I’ve been a fan of Capcom’s Resident Evil series of video games ever since the first game was released in 1996. In the following years as the game series gained popularity and multiple sequels and offshoots were released, I was there to gobble them all up like one of the Romero-inspired flesh-eaters that the franchise was known for. In 2002 I even purchased a Nintendo Game Cube system, solely because of an exclusivity deal signed between Capcom and Nintendo that stated all Resident Evil games for the foreseeable future would be released for that system alone.
So, naturally, when I first heard of Resident Evil: Operation Raccoon City a few months ago, I was excited. With a March 20, 2012 release date, it would be the first Resident Evil game in just about three years (Resident Evil 5 was released in March 2009). It was rumored to be a departure for the series; players would be part of an elite squad of private soldiers working on behalf of the Umbrella Corporation, the franchise’s villainous company responsible for developing the deadly T-virus and releasing it on the unsuspecting citizens of Raccoon City. The game would take place during the timeline established in the first three Resident Evil games (yes! Actual zombies in Resident Evil!
These have been gone from the franchise since Resident Evil 4 released in 2002) and the series’ heroes such as Chris and Claire Redfield, Jill Valentine, and Leon Kennedy would be targets marked for elimination by the players! Playing Resident Evil as the bad guys! What more could a fanboy ask for?
But does it live up to the hype?
The answer to that question, sadly, is both yes and no. Operation Raccoon City does offer up a heap of Resident Evil memories for longtime fans of the series. Familiar locations such as the Raccoon City police station (featured prominently in Resident Evil 2) are presented in ways that recall the original titles they appeared in and are recreated with attention to the smallest details (fans will instantly recognize and remember the stuffed tiger outside Chief Irons’ office, for example) and remain true to our memories of those games so long ago. Early missions will have you facing Resident Evil 2’s mutated version of Dr. William Berkin, Resident Evil 3’s “Nemesis” creature (“STARS!”), and hordes of “lickers” (creatures best described as a vile cross of Spider-Man villains Carnage and Venom who wear their brains proudly on the outside of their multi-toothed, long-tongued craniums). Despite all the fan service paid by the locations and enemies, however, the game just doesn’t feel like a proper Resident Evil title.

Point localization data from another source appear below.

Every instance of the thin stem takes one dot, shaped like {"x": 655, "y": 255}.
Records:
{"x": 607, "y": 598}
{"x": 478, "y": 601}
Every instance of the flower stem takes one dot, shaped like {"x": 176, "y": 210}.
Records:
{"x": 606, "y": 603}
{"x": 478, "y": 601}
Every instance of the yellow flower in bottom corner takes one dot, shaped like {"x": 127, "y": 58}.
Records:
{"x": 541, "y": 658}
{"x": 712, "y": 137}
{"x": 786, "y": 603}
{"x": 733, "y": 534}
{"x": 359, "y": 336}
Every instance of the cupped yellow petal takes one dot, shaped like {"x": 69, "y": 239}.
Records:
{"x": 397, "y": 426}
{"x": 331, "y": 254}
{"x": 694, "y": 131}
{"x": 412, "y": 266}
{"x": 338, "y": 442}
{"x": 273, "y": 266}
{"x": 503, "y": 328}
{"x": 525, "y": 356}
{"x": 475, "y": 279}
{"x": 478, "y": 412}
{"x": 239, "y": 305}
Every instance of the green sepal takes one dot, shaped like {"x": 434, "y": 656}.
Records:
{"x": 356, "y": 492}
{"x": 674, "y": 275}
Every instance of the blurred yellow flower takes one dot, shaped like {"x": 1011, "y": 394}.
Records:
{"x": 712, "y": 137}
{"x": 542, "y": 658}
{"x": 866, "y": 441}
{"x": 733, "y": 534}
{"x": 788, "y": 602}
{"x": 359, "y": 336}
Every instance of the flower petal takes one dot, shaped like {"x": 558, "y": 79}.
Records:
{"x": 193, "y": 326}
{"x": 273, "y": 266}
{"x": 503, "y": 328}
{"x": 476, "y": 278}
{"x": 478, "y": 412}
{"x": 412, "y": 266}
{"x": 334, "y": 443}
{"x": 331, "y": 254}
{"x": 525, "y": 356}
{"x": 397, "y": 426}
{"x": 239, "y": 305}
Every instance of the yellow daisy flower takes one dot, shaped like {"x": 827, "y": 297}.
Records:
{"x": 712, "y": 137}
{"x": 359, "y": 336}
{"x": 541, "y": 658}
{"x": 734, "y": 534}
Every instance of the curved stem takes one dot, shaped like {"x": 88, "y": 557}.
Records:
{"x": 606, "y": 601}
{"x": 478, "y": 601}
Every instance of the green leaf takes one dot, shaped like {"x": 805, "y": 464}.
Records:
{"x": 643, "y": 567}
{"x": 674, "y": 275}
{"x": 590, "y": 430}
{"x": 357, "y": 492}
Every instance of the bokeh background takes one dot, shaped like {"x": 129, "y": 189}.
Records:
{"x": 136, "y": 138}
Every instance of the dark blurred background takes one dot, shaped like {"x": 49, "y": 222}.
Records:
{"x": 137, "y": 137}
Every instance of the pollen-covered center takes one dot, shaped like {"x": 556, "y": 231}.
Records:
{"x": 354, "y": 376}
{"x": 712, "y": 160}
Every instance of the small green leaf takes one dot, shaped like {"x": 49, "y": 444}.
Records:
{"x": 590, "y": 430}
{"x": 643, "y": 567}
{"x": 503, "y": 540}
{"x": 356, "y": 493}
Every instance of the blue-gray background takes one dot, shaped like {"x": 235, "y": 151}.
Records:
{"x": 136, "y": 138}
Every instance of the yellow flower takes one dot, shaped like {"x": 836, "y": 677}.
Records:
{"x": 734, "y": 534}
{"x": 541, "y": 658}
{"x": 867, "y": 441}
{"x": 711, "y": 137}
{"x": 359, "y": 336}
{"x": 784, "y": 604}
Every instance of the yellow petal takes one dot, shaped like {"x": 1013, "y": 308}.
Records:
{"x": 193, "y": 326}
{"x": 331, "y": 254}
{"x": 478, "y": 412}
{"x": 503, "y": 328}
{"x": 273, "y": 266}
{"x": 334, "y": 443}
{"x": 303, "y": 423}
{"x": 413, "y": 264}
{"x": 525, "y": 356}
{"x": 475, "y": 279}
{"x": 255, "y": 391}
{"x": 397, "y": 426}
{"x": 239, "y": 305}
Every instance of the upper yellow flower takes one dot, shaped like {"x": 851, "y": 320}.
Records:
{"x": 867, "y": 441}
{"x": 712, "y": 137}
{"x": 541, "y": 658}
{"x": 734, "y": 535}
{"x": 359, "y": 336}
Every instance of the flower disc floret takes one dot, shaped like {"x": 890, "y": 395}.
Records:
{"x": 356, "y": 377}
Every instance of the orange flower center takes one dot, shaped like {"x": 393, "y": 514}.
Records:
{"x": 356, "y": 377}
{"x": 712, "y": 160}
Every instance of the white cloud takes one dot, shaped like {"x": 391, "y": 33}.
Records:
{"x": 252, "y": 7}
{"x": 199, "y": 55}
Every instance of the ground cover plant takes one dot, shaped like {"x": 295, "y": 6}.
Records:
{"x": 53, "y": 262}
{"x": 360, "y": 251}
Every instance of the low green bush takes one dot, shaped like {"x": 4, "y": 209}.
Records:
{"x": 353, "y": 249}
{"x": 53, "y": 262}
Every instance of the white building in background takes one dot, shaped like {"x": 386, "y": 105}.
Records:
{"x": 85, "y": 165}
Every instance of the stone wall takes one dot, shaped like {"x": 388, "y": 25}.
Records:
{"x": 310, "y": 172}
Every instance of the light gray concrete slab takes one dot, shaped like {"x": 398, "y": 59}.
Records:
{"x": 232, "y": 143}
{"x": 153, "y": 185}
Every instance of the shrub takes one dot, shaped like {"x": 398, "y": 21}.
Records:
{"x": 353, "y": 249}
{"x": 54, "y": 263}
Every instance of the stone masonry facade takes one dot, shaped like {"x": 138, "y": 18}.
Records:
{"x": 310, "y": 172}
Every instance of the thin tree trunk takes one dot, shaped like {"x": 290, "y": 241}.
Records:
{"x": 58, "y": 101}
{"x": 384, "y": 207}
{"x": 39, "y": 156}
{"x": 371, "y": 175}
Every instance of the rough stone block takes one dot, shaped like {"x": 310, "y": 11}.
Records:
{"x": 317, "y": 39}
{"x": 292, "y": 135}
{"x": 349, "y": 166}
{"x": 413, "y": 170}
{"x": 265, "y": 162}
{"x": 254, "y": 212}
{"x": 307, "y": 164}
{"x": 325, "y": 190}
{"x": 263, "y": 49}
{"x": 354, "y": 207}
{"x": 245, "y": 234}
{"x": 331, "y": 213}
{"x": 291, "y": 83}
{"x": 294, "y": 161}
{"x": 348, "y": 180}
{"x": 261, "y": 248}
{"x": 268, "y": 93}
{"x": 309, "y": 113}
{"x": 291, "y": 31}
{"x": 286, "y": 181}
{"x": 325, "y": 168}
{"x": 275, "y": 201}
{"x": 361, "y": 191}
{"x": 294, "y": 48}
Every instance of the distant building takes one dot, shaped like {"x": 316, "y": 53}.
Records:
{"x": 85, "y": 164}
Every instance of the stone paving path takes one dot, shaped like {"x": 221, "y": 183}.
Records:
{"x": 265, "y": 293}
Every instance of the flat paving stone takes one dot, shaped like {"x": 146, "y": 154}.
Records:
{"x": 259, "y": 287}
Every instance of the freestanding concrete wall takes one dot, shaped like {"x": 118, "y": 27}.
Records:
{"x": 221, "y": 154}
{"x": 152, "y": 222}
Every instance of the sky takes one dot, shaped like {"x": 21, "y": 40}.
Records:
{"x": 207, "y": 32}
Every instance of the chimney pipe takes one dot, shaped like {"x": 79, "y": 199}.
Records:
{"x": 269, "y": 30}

The base gameplay is what will make most fans cry foul, as this title tosses aside the careful exploration and investigation features the series is best known for in favor of Call of Duty-esque gunplay and firefights. The best way I can describe the experience is to say it combines equal parts Left 4 Dead and Call of Duty and mashes them together in a third-person perspective shooter with sub-par aiming and movement. Imagine playing Left 4 Dead, only while you’re shooting at the zombies there are other guys shooting at you and you’ll have a pretty good idea what Operation Raccoon City is all about. The one game is doesn’t play much like is, unfortunately, Resident Evil.
The biggest complaint I have with the game, however, is not in the actual gameplay, but in its presentation. The “campaign” (if it can really be called that) is a series of missions tied together by the flimsiest storyline imaginable. It seems that the developers looked at Left 4 Dead’s strong multiplayer features and attempted to mimic them, then realized that they needed a single player mode. If you’ve ever played a multiplayer shooter like Left 4 Dead, Call of Duty, or Gears of War with AI “bots” for teammates, you understand just how frustrating it can be. Your AI teammates will often walk into your line of fire and seem to prefer walking right up to zombies, Hunters, and even the dreaded Tyrants in an attempt to use a melee attack as opposed to shooting them from afar. Conversely I spent an inordinate amount of time trying to locate enemies who didn’t exist because I had a teammate who was firing clip after clip at the night air and I assumed she saw something I didn’t. Nope, seems she just liked to waste ammo. When the zombies did show up she started flailing away with her knife – probably because she was out of ammunition.
As a longtime fan of the series I find I am able to enjoy Operation Raccoon City despite its flaws, but I can’t recommend it to everyone – especially at the sixty dollar price tag. If you’re a die-hard fan like me you may get some kicks out of it, but others will do better to wait until the price drops a bit or they can pick up a used copy. The game is a nice diversion for the time being, but there’s not likely to be any Resident Evil related “wow” moments until the highly anticipated Resident Evil 6 releases this November.